Executive summary

This review of public procurement in Nuevo León is the first OECD Public Procurement Review conducted at the subnational level in any OECD country or non-member economy. This review thoroughly describes the role public procurement can play in enhancing good governance and public administration at the subnational level. This is important, because, on average, two-thirds of OECD spending related to public procurement occurs at this level.

Nuevo León is one of the most important federal states in Mexico. Highly industrialised, it is located in the northeast part of the country. The current administration of the State Government of Nuevo León (SGNL), elected for the 2015-2021 term, is reorganising the structure of the government. Importantly, the administration is working to centralise the procurement of goods and services under the Secretariat of Administration (Secretaría de Administración, SA). Changes to the procurement legislation in 2013 and the reorganisation of state secretariats in 2016 expanded the role of the central purchasing body in Nuevo León.

The administration could reap significant benefits by creating a strong procurement structure that would allow both for more consolidation and the uptake of framework agreements. This would significantly improve and simplify common purchases. In terms of further improving efficiency and effectiveness, the SGNL faces several challenges. First, it needs to establish an electronic procurement system. Second, it needs to determine how the SA will exercise its role and be empowered as a leading force within the public procurement system. The OECD policy recommendations underline the importance of the SGNL’s ability to advance to the next stage, while proposing concrete avenues for implementation.

Key recommendations

Set a strategy and a business model for the procurement function.

Centralisation of procurement operations may lead to significant benefits, but if not properly managed, centralisation can also entail risks. Many central purchasing bodies lack the experience and knowledge necessary to ensure procurement operations. It would be wise for the SA to develop a strategy that includes a business model for the procurement function.

Work towards a more efficient and fair solicitation process.

Procurement procedures are highly control oriented. Introducing framework agreements would simplify and accelerate the solicitation process for smaller and common purchases. The SGNL should also focus on improving its market research, looking beyond quotes and historical prices. The emphasis should be more on value for money, not just on the lowest price. Broadening the award criteria by applying points and percentages for public tenders could be of value.

Implement strategic public procurement by linking it to high-level policy goals.

Pursuing complementary policy objectives through public procurement could offer substantial benefits for the SGNL. At the general policy level, the administration has taken some steps towards a sustainable plan for the future by developing strategies such as the State Development Plan. To date, the targets of these overarching strategies have yet to be translated into the area of public procurement. That could be done by including environmental, social or innovative considerations into the public procurement process.
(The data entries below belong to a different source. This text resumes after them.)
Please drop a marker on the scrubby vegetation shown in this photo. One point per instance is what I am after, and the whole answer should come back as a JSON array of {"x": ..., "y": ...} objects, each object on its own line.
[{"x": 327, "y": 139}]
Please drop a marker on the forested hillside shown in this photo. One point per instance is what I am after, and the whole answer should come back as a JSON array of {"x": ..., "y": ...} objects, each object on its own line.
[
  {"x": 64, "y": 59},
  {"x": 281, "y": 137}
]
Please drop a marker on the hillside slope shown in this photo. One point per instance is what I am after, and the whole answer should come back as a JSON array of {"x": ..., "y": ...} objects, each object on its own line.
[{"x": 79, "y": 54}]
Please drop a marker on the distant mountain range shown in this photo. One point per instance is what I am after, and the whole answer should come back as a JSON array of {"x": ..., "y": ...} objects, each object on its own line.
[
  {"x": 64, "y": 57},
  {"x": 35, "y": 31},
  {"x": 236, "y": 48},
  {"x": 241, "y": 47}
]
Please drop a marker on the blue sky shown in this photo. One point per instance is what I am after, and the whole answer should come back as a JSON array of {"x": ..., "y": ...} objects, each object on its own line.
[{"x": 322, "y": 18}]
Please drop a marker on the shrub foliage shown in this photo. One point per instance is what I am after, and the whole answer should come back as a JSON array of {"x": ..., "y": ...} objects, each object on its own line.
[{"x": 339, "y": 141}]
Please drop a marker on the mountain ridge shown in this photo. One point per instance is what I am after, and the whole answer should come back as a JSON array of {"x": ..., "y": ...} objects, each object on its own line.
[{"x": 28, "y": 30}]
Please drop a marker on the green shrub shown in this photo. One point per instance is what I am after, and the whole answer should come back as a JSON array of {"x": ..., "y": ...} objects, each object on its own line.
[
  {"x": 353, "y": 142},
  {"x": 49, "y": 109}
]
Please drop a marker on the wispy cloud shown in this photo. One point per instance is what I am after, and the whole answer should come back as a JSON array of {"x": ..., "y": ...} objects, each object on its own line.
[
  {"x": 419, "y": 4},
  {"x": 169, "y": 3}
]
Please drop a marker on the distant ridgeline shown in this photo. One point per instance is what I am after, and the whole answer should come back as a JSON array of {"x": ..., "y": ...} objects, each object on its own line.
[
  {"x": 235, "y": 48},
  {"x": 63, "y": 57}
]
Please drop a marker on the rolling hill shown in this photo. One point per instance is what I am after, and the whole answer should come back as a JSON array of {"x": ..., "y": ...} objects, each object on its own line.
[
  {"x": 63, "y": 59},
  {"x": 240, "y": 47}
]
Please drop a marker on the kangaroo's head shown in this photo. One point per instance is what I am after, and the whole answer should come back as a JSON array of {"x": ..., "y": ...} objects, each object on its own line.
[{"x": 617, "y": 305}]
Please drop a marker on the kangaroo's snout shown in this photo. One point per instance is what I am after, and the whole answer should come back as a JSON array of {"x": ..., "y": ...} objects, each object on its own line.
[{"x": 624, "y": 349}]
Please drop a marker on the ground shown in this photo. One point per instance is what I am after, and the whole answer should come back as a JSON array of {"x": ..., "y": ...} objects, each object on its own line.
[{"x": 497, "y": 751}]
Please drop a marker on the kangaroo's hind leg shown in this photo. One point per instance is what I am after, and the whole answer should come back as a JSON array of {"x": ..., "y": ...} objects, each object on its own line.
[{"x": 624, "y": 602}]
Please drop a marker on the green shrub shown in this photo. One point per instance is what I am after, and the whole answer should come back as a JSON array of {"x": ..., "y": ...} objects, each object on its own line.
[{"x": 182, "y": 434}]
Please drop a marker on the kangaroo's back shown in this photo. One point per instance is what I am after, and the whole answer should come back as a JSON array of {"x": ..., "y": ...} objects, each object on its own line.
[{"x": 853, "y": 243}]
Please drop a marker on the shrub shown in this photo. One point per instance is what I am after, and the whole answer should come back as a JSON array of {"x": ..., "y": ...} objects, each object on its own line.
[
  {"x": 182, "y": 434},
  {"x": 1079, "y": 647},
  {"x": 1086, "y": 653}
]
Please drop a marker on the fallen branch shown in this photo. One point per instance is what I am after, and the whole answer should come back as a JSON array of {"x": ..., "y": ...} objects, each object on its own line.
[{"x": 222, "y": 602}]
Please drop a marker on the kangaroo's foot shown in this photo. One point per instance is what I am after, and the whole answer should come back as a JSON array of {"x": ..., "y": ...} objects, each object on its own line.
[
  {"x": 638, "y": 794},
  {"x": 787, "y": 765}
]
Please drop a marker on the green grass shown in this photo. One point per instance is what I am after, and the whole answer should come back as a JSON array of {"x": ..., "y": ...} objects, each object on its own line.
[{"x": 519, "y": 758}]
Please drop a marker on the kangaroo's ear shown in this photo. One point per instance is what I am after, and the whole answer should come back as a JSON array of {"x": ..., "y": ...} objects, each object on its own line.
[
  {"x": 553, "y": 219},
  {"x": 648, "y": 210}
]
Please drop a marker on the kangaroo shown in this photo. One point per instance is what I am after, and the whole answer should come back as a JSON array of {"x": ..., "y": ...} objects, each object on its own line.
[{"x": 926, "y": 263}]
Enhance procurement capabilities.

Professionalising the procurement workforce should be a priority. Currently, public procurers are selected, trained and promoted according to the general public service rules. Specific profiles, a dedicated career path and targeted training would help professionalise the procurement workforce. These steps would also help the administration take into account the specific challenges associated with managing public procurement processes.

Better utilise the electronic public procurement system as a communication tool with stakeholders.

The use of electronic mechanisms for public procurement in the SGNL has led to increased transparency of the processes. However, this practice has focused mainly on publishing and storing information on the public procurement processes. In line with the growing international recognition of the efficiency benefits of e-procurement systems, the SGNL should consider implementing an e-procurement solution that would cover the whole public procurement cycle, including e-bidding and e-invoicing.

Ensure integrity in public procurement processes.

Despite many efforts to provide an institutional, legal and regulatory framework to prevent corruption and properly manage conflict of interest in government activities, public trust in government institutions and activities in Nuevo León remains low, while public perception of corruption remains high. The SGNL could benefit from building a coherent and efficient institutional and normative public procurement framework, including dedicated and tailored measures against corruption.

Strengthen, standardise and integrate internal control and risk management activities.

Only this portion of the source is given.